-.- --. .-. --..

Notes on running production code

This tweet by Charity Majors prompted me to write this post. It’s structured on the lines of the tweet-thread she has posted on how production deploys are more of an organic thing that evolves over time rather than a flip-of-a-switch event. This summarizes what I learnt over the course of running and maintaining a production deployment of a JavaScript error tracker.

Background

In the early days of my career as a programmer, I worked on Rails applications that were mostly deployed on Heroku. Pushing to prod was nearly a push of a button. Adding metrics was a click in UI or a command on from my local machine.

Away from such apps, I’ve also worked on writing/modifying build scripts that pushed code to production in an on-premise setup. But the one project in which I maintained the entire pipeline (Software Development Life Cycle—SDLC, except may be not much of the D) was an on-premise installation of Sentry (A JavaScript error tracker). It’s a typical1 Django project that has solid documentation and instructions on how to set it up on your own.

This system initially ran on a single machine serving a single team, handling a moderate rate of errors (“events” in Sentry-speak). Over a period of one and a half years though, this became critical infrastructure that serviced more than 18 teams by the time I left the project.

Even though I read and got familiar about how best to run applications in production (like the 12-factor app, for instance), it’s never quite the same actually maintaining an application in production, especially without the convenience of all the modern cloud tooling that a well-done {S,P}aaS provide (AWS, GCP, Heroku).

It’s been an interesting journey that I think it’s worth documenting.

Lesson 1 Documentation

Which is a neat segue into documentation. Sentry’s documentation is very thorough, and the code is open-source. Since I had seen many Rails applications like it1, even though I’m not fluent in Python, it was slightly easy to grok the codebase with the documentation’s help, and to know where to expect something in code. For instance, caching configuration—it’s usually a middleware.

However, that’s not what I’m referring to. Even with thorough documentation of the tool itself, there’s usually a lot of underlying assumptions/knowledge that goes into the deployment. For instance:

  1. How do the environment variables and secrets get populated in production?
  2. What’s the architecture layout? What worked best and what were the initial mistakes, if any?
  3. Who owns the cluster? How does someone SSH into a particular box, for instance?
  4. What are the relevant dashboards for the service? What kind of monitoring is setup, and why the specific choice?

All these (and more) should be propagated within the team, in order to ensure continuity of the system. This is even more important if the team is primarily composed of non-ops programmers.

Moreover, as the application and the choices evolve, there will be more information on why the older decisions aren’t valid anymore. That chain is quite important if someone else has to refer to it in the future.

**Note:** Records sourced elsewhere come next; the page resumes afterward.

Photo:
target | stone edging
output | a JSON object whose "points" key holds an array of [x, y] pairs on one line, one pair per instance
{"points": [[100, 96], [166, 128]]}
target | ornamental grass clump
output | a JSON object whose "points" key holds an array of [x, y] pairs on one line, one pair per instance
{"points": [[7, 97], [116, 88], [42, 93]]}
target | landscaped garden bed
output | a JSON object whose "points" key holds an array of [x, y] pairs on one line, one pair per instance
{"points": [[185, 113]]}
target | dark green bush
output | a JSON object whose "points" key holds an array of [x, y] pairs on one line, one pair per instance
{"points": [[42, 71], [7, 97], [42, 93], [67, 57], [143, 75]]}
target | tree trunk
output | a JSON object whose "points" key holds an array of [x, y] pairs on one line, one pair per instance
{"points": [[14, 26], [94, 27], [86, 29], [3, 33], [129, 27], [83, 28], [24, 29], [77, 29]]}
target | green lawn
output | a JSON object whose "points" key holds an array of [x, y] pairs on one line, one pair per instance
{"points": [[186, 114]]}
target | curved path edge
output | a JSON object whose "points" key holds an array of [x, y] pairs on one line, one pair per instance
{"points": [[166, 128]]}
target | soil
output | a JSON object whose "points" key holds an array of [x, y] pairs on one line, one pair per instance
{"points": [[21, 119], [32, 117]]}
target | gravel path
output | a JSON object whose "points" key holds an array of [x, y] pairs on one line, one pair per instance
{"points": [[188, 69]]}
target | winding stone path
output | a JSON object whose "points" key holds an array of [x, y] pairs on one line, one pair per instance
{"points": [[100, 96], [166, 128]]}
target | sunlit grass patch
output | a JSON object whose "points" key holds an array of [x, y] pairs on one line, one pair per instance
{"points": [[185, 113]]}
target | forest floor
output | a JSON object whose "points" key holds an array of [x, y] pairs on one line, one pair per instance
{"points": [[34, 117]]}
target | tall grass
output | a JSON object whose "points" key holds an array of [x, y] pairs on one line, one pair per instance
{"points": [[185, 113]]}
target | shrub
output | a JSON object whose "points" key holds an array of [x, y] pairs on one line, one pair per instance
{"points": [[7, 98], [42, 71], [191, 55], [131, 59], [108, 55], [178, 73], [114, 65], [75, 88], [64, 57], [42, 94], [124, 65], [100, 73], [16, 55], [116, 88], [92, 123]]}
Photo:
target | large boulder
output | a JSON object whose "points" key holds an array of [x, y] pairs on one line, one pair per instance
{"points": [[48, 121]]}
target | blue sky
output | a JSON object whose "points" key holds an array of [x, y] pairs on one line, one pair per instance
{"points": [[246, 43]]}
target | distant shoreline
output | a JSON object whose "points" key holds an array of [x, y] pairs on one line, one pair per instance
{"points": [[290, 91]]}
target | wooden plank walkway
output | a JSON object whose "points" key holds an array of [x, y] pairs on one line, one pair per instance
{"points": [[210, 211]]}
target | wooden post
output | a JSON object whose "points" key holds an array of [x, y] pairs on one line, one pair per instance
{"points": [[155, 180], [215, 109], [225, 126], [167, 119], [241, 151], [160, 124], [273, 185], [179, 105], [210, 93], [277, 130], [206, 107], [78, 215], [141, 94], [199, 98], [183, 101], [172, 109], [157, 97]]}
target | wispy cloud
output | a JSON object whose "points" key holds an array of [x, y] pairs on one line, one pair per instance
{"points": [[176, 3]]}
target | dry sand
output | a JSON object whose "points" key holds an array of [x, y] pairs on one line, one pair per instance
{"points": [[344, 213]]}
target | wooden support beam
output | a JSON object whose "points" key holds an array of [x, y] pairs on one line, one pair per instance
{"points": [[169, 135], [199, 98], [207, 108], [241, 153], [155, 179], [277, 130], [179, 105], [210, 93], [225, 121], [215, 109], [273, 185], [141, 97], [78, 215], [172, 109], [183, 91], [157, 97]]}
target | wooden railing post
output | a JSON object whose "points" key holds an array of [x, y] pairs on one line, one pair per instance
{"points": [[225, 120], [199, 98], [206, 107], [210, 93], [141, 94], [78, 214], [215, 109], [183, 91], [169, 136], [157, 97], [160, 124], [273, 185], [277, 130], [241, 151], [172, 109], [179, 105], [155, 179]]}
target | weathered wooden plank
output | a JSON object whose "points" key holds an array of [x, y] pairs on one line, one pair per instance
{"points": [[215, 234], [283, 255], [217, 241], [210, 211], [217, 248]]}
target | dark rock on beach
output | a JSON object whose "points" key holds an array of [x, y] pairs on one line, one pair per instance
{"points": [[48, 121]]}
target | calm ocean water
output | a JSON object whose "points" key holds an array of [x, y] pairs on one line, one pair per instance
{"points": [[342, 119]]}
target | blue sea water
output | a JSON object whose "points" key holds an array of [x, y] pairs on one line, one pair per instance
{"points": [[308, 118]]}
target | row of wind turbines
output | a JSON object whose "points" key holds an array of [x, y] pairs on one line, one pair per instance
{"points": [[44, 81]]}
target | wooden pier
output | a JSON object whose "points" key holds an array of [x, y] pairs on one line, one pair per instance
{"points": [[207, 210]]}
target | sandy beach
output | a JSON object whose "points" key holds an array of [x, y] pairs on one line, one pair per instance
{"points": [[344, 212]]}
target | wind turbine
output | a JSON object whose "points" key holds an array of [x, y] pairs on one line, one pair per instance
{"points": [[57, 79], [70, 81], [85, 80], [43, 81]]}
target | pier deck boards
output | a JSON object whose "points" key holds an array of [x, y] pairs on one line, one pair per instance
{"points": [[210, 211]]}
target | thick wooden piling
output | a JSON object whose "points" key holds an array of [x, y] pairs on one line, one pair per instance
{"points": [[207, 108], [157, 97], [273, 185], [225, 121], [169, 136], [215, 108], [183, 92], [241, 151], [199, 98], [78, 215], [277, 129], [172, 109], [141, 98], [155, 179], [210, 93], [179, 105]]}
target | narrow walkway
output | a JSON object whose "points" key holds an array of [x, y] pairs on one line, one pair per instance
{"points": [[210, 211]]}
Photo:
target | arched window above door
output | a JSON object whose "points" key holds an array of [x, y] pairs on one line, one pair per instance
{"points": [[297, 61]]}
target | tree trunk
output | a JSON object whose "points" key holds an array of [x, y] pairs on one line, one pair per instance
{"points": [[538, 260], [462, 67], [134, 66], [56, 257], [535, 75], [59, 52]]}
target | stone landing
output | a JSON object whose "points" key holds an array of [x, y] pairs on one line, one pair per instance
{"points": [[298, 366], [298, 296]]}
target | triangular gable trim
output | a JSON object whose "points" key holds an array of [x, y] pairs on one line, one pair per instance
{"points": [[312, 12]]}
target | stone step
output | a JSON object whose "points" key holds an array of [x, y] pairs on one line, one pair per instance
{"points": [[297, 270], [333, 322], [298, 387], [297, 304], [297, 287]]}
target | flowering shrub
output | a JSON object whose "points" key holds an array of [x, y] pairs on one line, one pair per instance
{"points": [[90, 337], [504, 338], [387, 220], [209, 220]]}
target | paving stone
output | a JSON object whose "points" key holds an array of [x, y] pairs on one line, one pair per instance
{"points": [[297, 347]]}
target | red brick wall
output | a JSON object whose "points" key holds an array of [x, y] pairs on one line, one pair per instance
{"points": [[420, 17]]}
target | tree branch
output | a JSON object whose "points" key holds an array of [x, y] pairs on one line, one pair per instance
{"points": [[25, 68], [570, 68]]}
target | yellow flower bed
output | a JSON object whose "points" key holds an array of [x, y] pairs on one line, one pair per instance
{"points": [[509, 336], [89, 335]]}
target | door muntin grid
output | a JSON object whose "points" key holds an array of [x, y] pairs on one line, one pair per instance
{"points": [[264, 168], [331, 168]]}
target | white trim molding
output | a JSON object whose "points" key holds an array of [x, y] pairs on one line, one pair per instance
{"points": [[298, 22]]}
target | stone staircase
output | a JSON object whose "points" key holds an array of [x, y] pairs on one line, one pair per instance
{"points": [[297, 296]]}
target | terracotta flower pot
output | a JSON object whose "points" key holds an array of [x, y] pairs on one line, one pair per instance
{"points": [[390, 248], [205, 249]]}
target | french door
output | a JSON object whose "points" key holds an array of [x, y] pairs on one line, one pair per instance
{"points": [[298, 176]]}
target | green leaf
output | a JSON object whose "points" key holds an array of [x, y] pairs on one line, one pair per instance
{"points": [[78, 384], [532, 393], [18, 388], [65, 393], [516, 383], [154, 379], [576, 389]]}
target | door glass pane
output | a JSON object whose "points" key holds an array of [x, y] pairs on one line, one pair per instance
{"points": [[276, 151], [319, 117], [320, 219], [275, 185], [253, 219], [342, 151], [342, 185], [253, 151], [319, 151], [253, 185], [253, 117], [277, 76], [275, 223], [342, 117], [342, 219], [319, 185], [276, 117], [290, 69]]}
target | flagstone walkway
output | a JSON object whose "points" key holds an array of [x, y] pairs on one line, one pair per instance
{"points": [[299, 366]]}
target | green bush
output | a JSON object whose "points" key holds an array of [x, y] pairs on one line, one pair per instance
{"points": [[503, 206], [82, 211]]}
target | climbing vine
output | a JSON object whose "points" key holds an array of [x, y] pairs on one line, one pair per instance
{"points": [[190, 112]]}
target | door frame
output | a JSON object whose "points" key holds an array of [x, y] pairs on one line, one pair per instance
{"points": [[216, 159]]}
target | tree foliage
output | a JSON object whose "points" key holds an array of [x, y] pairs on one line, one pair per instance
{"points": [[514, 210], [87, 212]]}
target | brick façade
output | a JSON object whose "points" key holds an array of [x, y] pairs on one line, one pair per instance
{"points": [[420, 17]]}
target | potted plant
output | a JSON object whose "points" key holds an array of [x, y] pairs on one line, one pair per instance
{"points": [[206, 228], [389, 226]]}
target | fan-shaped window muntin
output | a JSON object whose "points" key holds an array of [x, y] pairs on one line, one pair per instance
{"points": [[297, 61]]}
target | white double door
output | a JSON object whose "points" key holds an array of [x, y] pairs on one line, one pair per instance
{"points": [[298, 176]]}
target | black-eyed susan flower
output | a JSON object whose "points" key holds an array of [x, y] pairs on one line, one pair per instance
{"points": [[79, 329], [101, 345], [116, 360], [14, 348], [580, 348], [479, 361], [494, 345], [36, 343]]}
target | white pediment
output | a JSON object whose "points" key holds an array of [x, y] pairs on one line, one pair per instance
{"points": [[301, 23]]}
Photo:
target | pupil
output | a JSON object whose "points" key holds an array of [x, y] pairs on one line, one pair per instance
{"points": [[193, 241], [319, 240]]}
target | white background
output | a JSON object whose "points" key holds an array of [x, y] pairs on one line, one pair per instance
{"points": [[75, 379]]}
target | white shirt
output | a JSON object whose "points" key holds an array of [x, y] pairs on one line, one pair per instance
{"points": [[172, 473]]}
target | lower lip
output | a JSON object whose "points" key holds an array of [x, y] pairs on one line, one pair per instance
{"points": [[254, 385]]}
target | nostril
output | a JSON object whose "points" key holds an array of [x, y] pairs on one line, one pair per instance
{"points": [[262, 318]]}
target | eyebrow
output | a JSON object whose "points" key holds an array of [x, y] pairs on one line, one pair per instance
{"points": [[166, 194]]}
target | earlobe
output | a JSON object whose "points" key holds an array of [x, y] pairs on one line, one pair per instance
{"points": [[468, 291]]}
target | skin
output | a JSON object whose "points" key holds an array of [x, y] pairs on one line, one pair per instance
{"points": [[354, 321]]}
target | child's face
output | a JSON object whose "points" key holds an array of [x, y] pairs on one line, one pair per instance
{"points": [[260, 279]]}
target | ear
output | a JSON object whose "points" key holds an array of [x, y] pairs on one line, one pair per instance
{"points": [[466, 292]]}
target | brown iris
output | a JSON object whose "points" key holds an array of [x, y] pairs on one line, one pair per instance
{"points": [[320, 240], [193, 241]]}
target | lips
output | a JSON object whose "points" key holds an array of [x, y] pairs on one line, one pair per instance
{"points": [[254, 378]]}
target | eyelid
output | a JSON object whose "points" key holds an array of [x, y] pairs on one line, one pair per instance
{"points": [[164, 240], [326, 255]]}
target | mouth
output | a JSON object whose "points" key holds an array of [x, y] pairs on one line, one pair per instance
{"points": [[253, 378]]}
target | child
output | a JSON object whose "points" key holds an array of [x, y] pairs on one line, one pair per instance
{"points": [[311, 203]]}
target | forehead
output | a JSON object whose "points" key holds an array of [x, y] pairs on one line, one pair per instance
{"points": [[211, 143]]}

Lesson 2 Just enough tooling

The sentry on-premise installation can be done in two ways: Use the supplied Docker images, or wrangle Python setup directly on the machine. Before I worked on this project, the web processes were run using Docker images, and the database was installed directly on a separate machine. The entire setup was manually checked and fixed during downtimes. And there were a lot. That was fine during the evaluation stage, but not good when there are going to be multiple teams relying on the system to be available for longer than a week.

Anything from Ansible to Kubernetes is the possible surface area of choice when it comes to deployment automation. I’m comfortable with Ansible, so I started writing the first set of scripts that automated everything except the database. A bonus was that the team also uses Ansible in other projects, so knowledge-pool wise, it was a good choice. But Docker was new, and Ansible + Docker was not really a smooth thing to work with. But I had to resist the rabbit-hole of shiny DevOps tooling, and concentrate on robustness.

So this ended up being a set of glorified shell scripts that ran on multiple machines. Having these early on (rudimentary at first, but slightly more sophisticated towards the end) was very helpful in scaling up the operations2.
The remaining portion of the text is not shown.